The idea of Christingles came from a Moravian Church in Germany in 1747. The minister, John de Watteville, gave children at the service a lighted candle with a red ribbon around it. This represented Jesus being the light of the world and the final prayer of that first service was “Lord Jesus, kindle a flame in these children’s hearts, that theirs like Thine become”. The custom went around the world with the church.
Missionaries brought the Moravian Church to England in the 1700s. In Moravian churches, the Christingle Service is usually held on the Sunday before Christmas or on Christmas Eve. The word Christingle could have come from an ‘English’ version of ‘Christkindl’ meaning little Christ child.
Christingles became widely known in England because the Children’s Society (one of the earliest children’s charities in the UK which has strong connections with the Church of England) offer the resources for the service as a means of raising the Charity’s profile.
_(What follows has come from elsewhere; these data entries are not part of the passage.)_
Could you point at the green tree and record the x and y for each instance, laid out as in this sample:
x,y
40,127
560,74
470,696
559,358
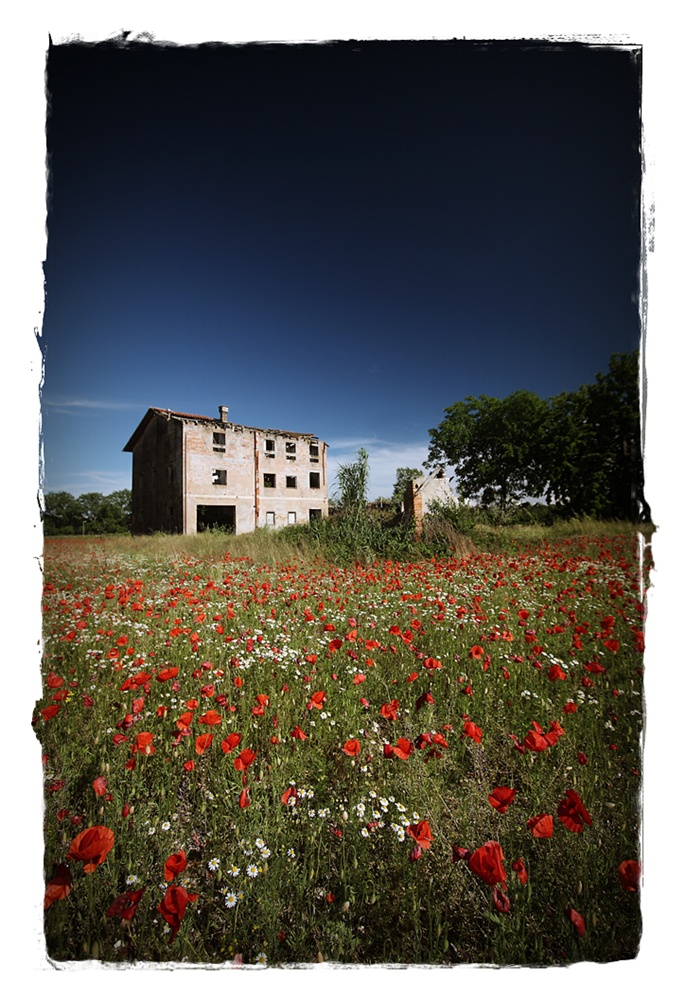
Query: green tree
x,y
495,447
403,477
593,448
353,482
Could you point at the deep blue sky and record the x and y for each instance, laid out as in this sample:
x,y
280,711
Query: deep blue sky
x,y
341,239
We’re going to link our making of the Christingle to what was the first song of the New Testament. It’s the song that Mary sang when she visited her cousin Elizabeth to share the news of the baby Jesus inside her. This was going to be a baby who would change everything, and the song reflects that. Jesus was going to turn everything the right way up again because we as human beings have messed up God’s world. Mary sings about this with amazement in her song of praise. She gained new perspectives on God’s love for her and sings of how God is creating a new sort of family for the humble, the poor and the powerless. As Christians, we know that everything depended on Mary’s ‘yes’ to the angel Gabriel’s message from God. Because of it, the incarnation was possible, which in time led to our salvation through the life, death and resurrection of Jesus Christ. Mary’s song is in effect the first Christmas carol of the season – but it can be sung at any time because (like the Christingle itself) it celebrates the story of God’s love for every individual and for the whole world.